He found himself collecting first prize for a plywood-and-aluminium storage unit alongside his hero

Jul 22, 2010 No Comments by admin

He found himself collecting first prize for a plywood-and-aluminium storage unit alongside his hero Charles Eames, who won the seating section. There was no possibility of pursuing product or interior design, although these were my main interests,” recalls Day. He considers himself largely self-taught, having soaked up what he could of new developments in America, Scandinavia and Italy from books and magazines.Day’s big break came when he entered a competition to design low-cost furniture held by the Museum of Modern Art, New York, in 1949. The professor of the so-called design school was an expert in repairing medieval frescoes. In the Thirties, the RCA was a school for painting, sculpture, ceramics, hand-printed textiles and so on. A scholarship to the Royal College of Art got him out of High Wycombe but not into quite the world he had imagined.”All the time I was at the RCA, I never heard the word Bauhaus.

Born in High Wycombe, Day grew up in the heart of the traditional furniture industry and his first job was as a worker in a furniture factory. Volumes of press cuttings and magazine features from the Fifties and Sixties record the couple’s work and reveal what trendsetters they were, when, for a moment at least, it seemed as if the middle classes might trade in ersatz period style for a modern way of life.Yet when Robin Day began designing, the likelihood of producing modern furniture in this country seemed remote. “I was always interested in making good design available to people all over the world. Travelling to primitive villages in remote parts of Africa, and seeing chairs of mine that are decent to sit on and almost indestructible has given me a lot of pleasure.”At 81, the dapper Day still runs a design studio from the Chelsea house where he has lived with his wife, textile designer Lucienne Day, since the mid-Fifties. The Georgian house, filled with Robin’s handsome and understated furniture and Lucienne’s striking textiles, is an elegant survivor from the height of modernism. The basic adult model still costs less than pounds 15.Day estimates that the polypropylene range has sold at least 40 million to date.

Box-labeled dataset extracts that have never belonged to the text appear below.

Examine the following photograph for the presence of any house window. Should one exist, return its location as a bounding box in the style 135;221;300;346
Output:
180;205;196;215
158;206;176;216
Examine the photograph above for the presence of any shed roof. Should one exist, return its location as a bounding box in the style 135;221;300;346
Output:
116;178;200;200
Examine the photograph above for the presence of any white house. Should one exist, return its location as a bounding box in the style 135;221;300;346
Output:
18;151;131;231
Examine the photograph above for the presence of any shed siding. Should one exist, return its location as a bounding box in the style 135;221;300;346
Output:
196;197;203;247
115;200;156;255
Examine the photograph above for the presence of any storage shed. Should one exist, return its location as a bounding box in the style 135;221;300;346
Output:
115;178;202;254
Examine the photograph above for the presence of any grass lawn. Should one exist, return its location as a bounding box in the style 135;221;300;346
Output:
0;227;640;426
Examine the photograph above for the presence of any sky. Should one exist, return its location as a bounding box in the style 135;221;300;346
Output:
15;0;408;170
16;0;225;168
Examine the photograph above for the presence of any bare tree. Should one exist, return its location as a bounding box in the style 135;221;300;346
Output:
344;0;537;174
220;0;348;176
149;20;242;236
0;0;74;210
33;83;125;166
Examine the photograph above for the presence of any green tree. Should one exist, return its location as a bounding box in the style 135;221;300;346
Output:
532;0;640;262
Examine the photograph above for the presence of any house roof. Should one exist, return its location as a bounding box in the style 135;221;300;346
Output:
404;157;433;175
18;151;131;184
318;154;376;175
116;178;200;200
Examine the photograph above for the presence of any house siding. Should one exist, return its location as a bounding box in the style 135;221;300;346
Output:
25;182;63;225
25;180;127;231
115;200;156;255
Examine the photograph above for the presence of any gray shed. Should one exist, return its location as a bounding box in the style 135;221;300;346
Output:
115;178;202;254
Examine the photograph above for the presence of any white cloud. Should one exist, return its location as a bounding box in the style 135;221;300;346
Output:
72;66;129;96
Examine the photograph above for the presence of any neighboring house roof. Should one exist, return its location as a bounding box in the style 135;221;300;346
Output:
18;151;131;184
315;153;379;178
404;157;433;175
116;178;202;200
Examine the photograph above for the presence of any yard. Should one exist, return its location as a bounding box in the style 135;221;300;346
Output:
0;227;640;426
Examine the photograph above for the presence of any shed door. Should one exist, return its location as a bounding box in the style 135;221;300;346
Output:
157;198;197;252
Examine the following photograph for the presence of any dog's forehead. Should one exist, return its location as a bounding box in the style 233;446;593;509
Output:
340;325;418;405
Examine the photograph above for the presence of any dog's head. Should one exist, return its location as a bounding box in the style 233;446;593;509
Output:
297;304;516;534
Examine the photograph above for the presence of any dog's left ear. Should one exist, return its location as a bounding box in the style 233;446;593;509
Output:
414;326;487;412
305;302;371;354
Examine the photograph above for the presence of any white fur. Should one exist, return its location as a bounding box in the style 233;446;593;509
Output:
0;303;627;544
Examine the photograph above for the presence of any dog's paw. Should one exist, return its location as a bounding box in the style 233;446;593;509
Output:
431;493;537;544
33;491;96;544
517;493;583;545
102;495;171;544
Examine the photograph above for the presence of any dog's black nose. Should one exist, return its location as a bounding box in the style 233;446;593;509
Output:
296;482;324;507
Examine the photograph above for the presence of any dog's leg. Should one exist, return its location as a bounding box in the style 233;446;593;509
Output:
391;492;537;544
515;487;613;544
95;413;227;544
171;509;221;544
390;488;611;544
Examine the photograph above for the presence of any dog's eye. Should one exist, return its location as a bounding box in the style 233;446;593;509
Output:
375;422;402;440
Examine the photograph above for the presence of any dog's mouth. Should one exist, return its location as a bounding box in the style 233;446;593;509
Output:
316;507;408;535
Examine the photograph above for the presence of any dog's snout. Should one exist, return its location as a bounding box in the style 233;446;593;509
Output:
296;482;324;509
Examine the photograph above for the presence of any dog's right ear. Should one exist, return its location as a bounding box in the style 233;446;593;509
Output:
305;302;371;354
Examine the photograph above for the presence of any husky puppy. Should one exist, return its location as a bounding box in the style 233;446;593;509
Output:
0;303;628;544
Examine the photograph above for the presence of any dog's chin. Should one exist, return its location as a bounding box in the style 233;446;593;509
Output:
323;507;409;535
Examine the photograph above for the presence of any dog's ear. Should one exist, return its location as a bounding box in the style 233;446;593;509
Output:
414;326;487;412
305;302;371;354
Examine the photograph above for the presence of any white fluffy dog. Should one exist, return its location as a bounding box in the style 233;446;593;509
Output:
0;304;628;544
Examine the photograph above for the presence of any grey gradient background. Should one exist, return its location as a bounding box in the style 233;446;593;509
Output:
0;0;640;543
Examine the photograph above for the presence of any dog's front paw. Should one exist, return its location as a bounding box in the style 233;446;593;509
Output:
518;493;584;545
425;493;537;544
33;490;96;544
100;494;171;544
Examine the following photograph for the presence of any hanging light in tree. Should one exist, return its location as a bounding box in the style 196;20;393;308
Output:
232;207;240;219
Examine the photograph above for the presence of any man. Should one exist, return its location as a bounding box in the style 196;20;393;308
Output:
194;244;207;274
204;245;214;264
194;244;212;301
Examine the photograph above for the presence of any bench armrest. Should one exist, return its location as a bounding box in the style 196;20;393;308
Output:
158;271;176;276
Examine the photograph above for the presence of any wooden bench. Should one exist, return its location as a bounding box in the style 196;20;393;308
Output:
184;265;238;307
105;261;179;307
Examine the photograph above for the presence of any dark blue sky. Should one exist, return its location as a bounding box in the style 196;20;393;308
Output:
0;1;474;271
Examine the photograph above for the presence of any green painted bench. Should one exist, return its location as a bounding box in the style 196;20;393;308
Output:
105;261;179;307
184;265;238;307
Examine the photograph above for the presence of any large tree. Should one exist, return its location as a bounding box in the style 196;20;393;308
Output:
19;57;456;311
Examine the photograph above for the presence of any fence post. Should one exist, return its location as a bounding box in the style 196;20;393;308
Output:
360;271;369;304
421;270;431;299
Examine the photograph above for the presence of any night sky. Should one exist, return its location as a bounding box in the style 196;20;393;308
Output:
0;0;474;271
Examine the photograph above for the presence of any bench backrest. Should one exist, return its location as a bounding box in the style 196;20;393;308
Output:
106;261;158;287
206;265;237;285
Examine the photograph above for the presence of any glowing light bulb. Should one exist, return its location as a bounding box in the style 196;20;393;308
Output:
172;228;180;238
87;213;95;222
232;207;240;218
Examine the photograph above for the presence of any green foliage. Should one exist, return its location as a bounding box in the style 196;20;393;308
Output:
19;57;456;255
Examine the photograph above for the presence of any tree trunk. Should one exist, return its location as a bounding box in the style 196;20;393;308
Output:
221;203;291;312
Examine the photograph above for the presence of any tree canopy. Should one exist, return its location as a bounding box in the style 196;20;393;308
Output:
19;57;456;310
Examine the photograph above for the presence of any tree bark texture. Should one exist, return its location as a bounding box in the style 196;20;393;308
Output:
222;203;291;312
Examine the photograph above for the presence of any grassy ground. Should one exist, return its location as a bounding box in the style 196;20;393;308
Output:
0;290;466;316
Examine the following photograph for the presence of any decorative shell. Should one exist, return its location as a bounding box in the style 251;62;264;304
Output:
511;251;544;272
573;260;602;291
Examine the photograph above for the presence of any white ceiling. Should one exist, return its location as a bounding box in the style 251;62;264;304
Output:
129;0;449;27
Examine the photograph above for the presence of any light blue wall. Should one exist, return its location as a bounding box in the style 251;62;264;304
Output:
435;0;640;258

Standard issue for three decades in schools, stadiums and conference halls from Paisley to Poole and far beyond, the plastic chair, born in 1963 using state-of-the-art technology, is one of the most successful post-War British designs. It sounds pretentious, but do you struggle to educate someone here before you work with them, or keep working abroad where there’s enthusiasm for what you do?”Robin DayRCA 1935-39Robin Day, designer, may not be a household name, but there can hardly be anyone who hasn’t sat on one of his polypropylene chairs. Here, well educated people generally gravitate to the City, and deal with money rather than manufacturing. In Italy, if you are a manufacturer you are God, you’re a pillar of society. I go to these people’s homes and they have beautiful oil paintings next to fabulous modern lights and bonded glass tables There’s such a richness. In tune with current fashion, new samples are in pale tangerine and mint green, opaque pastels that look almost Sixties.A mixture of brilliance and bullish ambition has put this designer in the international league, yet he is disappointed by his reception in the UK.”There are some innovative companies, but the British are just not as sophisticated as people who purchase design in other countries. Now Lovegrove is working on the Thermos again, “to keep the product alive by trying to keep pace with contemporary taste”.